Di tempat yang disebut sebagai Ladang Pembantaian tersebut, sering kali mereka diharuskan menggali kuburan sendiri atau kuburan tahanan lain sebelum dieksekusi. Ketika Perang Kamboja-Vietnam pecah, tentara Vietnam melakukan invasi besar-besaran ke Kamboja sejak akhir tahun 1978 untuk melawan Pol Pot. Serangan terus dilakukan hingga ke jantung kota Phnom Penh. Tentara Vietnam menemukan penjara S-21 dan membebaskan tahanan yang tersisa di sana. Serangan yang dilakukan Vietnam membuahkan hasil. Khmer Merah runtuh dan digantikan dengan Republik Rakyat Kamboja di bawah kuasa Vietnam.

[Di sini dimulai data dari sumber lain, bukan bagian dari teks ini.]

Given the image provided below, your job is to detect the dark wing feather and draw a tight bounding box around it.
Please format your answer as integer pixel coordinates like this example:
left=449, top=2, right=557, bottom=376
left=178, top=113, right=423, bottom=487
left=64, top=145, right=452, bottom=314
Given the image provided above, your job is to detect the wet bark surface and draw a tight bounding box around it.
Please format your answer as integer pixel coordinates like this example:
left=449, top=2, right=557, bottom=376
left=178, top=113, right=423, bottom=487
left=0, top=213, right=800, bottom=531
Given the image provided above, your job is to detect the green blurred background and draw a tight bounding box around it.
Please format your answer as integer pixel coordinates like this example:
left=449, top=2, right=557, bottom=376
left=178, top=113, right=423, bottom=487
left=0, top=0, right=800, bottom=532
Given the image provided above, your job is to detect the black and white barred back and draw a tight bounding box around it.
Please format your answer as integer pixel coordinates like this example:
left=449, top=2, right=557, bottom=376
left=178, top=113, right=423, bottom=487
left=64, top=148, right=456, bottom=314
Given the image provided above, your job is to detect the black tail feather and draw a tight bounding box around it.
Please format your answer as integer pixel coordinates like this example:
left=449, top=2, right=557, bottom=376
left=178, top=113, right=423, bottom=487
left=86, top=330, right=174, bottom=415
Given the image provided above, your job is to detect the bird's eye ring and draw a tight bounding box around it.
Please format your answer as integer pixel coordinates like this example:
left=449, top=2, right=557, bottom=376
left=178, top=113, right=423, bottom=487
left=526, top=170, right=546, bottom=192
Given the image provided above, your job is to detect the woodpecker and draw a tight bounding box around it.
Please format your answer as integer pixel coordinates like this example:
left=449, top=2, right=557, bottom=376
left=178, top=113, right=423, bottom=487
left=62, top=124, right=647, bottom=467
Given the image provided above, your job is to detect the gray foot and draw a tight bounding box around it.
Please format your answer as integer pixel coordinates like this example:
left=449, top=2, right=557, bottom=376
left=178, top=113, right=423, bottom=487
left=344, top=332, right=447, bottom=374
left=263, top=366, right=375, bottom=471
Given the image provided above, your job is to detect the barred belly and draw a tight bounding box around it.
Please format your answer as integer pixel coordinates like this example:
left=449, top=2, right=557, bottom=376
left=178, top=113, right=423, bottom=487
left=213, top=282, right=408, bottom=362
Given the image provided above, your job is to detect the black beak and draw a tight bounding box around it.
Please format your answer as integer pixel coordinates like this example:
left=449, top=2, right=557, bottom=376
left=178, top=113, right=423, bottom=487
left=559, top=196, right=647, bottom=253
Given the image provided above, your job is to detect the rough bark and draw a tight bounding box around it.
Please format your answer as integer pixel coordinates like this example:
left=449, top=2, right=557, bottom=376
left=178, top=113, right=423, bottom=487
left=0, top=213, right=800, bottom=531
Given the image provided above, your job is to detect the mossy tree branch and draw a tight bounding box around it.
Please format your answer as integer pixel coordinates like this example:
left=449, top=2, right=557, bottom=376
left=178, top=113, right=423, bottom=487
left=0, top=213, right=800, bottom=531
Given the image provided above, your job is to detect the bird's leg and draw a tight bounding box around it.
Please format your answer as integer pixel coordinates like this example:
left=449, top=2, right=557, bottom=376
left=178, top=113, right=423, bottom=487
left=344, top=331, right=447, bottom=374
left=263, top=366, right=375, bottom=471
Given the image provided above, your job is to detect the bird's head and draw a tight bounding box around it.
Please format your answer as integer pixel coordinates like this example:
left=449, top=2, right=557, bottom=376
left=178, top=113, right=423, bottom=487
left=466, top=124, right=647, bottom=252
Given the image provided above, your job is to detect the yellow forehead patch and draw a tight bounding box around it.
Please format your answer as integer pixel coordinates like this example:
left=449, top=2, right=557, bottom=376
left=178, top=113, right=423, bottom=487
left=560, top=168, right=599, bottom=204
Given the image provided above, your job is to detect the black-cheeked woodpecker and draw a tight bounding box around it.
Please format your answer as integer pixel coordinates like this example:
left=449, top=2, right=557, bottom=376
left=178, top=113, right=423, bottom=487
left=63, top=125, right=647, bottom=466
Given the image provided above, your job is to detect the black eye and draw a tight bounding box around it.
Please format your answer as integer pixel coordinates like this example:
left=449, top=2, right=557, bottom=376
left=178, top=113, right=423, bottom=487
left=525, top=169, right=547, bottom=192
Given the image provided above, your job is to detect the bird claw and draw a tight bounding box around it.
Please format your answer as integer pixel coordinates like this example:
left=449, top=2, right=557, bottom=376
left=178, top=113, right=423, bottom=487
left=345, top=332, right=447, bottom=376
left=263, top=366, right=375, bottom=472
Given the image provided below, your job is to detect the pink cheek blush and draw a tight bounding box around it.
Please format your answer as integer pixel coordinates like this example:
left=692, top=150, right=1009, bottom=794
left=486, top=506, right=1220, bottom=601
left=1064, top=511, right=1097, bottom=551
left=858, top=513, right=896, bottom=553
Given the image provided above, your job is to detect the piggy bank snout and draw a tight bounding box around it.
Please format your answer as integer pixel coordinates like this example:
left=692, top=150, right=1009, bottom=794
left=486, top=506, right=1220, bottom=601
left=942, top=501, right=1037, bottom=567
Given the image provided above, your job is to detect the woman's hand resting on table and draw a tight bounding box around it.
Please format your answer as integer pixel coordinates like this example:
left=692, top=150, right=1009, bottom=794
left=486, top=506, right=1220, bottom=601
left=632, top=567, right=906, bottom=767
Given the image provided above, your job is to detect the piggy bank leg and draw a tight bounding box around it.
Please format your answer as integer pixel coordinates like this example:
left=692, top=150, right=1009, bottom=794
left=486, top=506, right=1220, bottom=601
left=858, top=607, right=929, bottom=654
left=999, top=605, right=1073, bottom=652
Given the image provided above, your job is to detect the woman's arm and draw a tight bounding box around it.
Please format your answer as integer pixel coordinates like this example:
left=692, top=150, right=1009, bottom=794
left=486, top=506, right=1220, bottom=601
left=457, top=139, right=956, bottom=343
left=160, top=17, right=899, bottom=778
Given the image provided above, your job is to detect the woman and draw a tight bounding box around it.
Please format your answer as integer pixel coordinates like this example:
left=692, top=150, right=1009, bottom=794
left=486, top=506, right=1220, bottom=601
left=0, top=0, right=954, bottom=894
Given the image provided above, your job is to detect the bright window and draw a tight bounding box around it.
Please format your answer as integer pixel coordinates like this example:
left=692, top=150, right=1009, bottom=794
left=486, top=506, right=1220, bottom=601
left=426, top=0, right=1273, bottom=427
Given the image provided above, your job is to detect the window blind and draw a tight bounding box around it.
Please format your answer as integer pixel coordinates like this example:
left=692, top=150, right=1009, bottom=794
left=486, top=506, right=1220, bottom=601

Namun pada akhirnya negara tersebut gagal untuk mendapatkan pengakuan de jure di markas besar PBB, dan Kamboja kembali kepada sistem monarki di tahun 1993.
Dibuka sebagai Situs Bersejarah Tidak lebih dari setahun sejak jatuhnya rezim Pol Pot, Tuol Sleng dibuka secara umum untuk menunjukkan kejahatan terhadap kemanusiaan yang pernah dilakukan oleh Khmer Merah di masa lalu. Bangunan yang hingga sekarang difungsikan sebagai museum ini, masih mempertahankan bentuknya seperti saat menjadi penjara. Situs Tuol Sleng memiliki empat bangunan utama yang ditandai sebagai gedung A, B, C, dan D. Gedung A terletak di paling depan dekat pintu masuk. Setiap ruangan pada gedung pertama ini merupakan sel-sel berukuran besar, yang sebelumnya merupakan ruangan kelas. Di masing-masing sel terdapat satu buah ranjang besi dan rantai kaki. Para tahanan yang baru dikirim ke S-21 akan difoto dengan nomor urut yang digantungkan di dada.
Setelah itu mereka menjalani proses interogasi dan mendapatkan perlakuan yang kejam di dalam sel yang terdapat di gedung A. Saat awal Tuol Sleng ditemukan oleh Vietman, terdapat jasad korban-korban penyiksaan terakhir yang ditemukan di ruangan ini. Sering kali para tahanan, yang dituduh mengkhianati partai atau revolusi, tidak tahu mengapa mereka ditangkap, tapi mereka dipaksa untuk mengakui “kejahatan” melalui penyiksaan. Setelah menjalani proses interogasi di gedung A, para tahanan dibawa ke sel yang berada di gedung B, C, dan D. Masing-masing bangunan tersebut memiliki 3 lantai, dengan dipagari kawat dan besi. Di dalam setiap ruangan di lantai 1, yang awalnya dibangun sebagai ruangan kelas saat masih menjadi gedung sekolah, terdapat sel-sel kecil berukuran 0,8 x 2 meter yang terbuat dari batu bata dan kayu. Setiap sel kecil ini diisi oleh satu orang tahanan. Sementara lantai 2, ruangan tahanan dibuat dengan ukuran yang lebih besar tanpa sekat dinding. Setiap satu ruangan dapat menampung 40 hingga 50 tahanan. Mereka diikat bersama menggunakan rangkaian batang besi dan diposisikan berlawanan untuk mencegah komunikasi. Para tahanan tidur di lantai tanpa tikar dengan kepadatan dan kondisi sanitasi yang buruk. Hal ini menyebabkan terjadinya penyakit serius dan wabah kutu.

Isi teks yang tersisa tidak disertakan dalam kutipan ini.